Answer:
a. To find the speed of the larger piece immediately after the explosion, we can use the principle of conservation of momentum.
The initial momentum of the system is given by the mass of the object (2.0 kg) multiplied by its initial velocity (6.0 m/s). This is equal to the sum of the momenta of the two pieces after the explosion.
Let's denote the velocity of the larger piece as v1 and the velocity of the smaller piece as v2. Since the smaller piece stops relative to the ice, its final velocity is 0 m/s.
Using the conservation of momentum, we can write:
(initial momentum) = (momentum of larger piece) + (momentum of smaller piece)
(2.0 kg)(6.0 m/s) = (1.5 kg)(v1) + (0.5 kg)(0 m/s)
Simplifying the equation, we have:
12.0 kg·m/s = 1.5 kg·m/s + 0 kg·m/s
Now, we can solve for v1:
1.5 kg·m/s = v1
So, the speed of the larger piece immediately after the explosion is 1.5 m/s.
b. To find the gain in kinetic energy of the system as a result of the explosion, we need to calculate the total kinetic energy before and after the explosion.
The initial kinetic energy of the system is given by the equation:
KE_initial = (1/2)mv^2
Substituting the values, we have:
KE_initial = (1/2)(2.0 kg)(6.0 m/s)^2
Simplifying the equation, we get:
KE_initial = 36.0 J
After the explosion, the smaller piece stops, so its kinetic energy becomes zero.
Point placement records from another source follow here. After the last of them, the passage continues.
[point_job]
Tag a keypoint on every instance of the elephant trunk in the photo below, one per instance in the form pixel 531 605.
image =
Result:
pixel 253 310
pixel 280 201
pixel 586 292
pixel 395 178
The kinetic energy of the larger piece can be calculated using the equation:
KE_final = (1/2)mv^2
Substituting the values, we have:
KE_final = (1/2)(1.5 kg)(1.5 m/s)^2
Simplifying the equation, we get:
KE_final = 1.69 J
The gain in kinetic energy of the system as a result of the explosion can be calculated by subtracting the initial kinetic energy from the final kinetic energy:
Gain in kinetic energy = KE_final - KE_initial
Gain in kinetic energy = 1.69 J - 36.0 J
Gain in kinetic energy = -34.31 J
Therefore, the gain in kinetic energy of the system as a result of the explosion is -34.31 J.